Man of La Mancha, currently playing at the London Coliseum (until 8 June 2019), has not been staged in the West End since 1968. The source text has a long history ranging from televised plays to films over to different revivals of this musical on Broadway. Dale Wasserman sets the well-known story of the novel Don Quixote into a framing narrative where author Miguel de Cervantes (Kelsey Grammer) and his servant (Peter Polycarpou) entertain fellow prison inmates (Nicholas Lyndhurst and others) during a mock-trial whilst awaiting judgement from the Inquisition. Man of La Mancha is riddled with complexities and contrasts: there are three layers within it, the framing prison narrative, the story of Don Quixote, and then within that the fantastical delusions of Alonso Quijano, who sets out on knightly adventures with his trusted companion Sancho Pancha. On his quest, he finds love in the poor bar wench Aldonza, who he identifies as his beloved lady Dulcinea (Cassidy Janson and Danielle de Niese share the role). Niece Antonia (Lucy St Louis), fiancé Dr Sanson Carrasco (Eugene McCoy) and the local Padre (Minal Patel) come up with a plan to cure Quijano’s insanity and bring him home.
The same key creatives who have staged Sweeney Todd and Chess previously at the Coliseum now combine forces for this production.
Director Lonny Price has updated the setting to be a nondescript modern fascist regime.
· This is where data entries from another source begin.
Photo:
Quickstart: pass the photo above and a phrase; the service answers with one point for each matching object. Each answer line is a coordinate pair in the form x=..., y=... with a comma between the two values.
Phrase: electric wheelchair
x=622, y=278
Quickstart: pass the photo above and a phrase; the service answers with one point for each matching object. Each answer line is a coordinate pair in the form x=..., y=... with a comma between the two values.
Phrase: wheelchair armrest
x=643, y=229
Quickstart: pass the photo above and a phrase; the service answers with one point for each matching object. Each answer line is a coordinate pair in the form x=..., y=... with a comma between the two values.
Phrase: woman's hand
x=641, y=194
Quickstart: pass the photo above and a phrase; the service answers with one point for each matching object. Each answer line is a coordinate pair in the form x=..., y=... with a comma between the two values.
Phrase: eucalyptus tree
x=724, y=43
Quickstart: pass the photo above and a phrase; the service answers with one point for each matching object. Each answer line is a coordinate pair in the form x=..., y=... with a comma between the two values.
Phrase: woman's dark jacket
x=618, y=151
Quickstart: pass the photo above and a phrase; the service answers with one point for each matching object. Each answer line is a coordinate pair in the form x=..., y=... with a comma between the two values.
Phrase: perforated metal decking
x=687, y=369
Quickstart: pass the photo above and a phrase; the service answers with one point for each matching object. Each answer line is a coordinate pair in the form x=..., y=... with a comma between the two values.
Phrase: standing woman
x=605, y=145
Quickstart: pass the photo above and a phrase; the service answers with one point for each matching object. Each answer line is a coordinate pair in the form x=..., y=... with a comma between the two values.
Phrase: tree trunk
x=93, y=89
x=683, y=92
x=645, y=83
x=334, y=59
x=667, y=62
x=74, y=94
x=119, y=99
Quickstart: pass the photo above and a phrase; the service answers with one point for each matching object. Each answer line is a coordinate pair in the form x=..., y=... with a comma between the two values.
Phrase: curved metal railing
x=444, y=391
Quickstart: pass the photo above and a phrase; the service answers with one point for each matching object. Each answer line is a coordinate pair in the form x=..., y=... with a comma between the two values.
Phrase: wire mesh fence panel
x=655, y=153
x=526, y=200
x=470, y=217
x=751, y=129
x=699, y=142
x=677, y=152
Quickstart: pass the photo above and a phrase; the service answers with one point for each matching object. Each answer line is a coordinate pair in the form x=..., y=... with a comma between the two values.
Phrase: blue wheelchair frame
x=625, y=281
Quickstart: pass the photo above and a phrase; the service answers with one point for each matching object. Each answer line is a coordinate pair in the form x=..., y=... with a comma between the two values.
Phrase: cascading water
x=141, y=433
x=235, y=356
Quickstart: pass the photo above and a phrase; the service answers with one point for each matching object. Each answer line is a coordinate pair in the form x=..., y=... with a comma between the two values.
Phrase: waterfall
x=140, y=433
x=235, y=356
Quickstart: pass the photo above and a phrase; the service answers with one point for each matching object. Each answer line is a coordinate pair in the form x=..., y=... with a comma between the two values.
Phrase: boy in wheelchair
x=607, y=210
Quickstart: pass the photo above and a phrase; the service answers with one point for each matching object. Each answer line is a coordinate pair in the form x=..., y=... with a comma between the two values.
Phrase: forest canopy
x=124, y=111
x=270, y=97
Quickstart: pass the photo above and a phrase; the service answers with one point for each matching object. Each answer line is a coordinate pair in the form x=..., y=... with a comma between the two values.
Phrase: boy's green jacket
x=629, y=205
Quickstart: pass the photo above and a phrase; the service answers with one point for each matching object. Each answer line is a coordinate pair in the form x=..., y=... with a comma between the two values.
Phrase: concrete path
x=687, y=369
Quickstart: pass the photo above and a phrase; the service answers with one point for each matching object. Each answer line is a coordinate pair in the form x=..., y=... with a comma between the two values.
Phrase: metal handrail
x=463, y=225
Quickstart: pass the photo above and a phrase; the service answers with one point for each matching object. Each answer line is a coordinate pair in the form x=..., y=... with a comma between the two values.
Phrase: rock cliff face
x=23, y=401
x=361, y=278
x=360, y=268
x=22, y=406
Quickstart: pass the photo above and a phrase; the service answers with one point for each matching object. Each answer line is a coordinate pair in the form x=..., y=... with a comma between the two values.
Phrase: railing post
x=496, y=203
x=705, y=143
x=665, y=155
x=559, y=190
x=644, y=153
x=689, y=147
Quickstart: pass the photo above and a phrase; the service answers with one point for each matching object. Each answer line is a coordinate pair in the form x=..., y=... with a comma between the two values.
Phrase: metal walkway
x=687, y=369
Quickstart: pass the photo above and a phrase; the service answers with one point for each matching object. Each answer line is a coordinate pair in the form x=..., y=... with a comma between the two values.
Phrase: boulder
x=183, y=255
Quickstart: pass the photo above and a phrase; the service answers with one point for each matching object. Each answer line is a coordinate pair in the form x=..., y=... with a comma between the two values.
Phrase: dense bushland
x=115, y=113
The play-within-a-play remains set in a traditional 17th-century, which shines through the drab grey surrounds of what is meant to be a bombed out museum-turned-prison (set design by James Noone). It literally shines through – as Cervantes sets the scene, blue and orange glows evoke the feeling of country sunsets, stars appear in the ceiling of the prison, and the players themselves are now clad in colourful clothing (outstanding costume design from Fotini Dimou) to portray the characters assigned to them by the master narrator.
The casting is as full of contrasts as the story, with Kelsey Grammer having to perform opposite operatic soprano Niese/Janson of “Wicked” and “Beautiful” fame. That said, Grammer does impressively belt out the tunes, and is the perfect casting for a kooky-but-noble Cervantes, instilling grace and wisdom into a tale of delusions.
The star-studded cast does a lovely job with this lighthearted piece tucking at the heartstrings of its audience to live their best lives and release their inner dreamers. As mentioned, some aspects of the musical are a bit odd (i.e. the strange framing) however during a play that constantly asks its audience to suspend disbelief to such a high degree it can be forgiven.
After all, the Knight of Mirrors who seeks to show Quixote the truth turns out to be more of a villain than a saviour.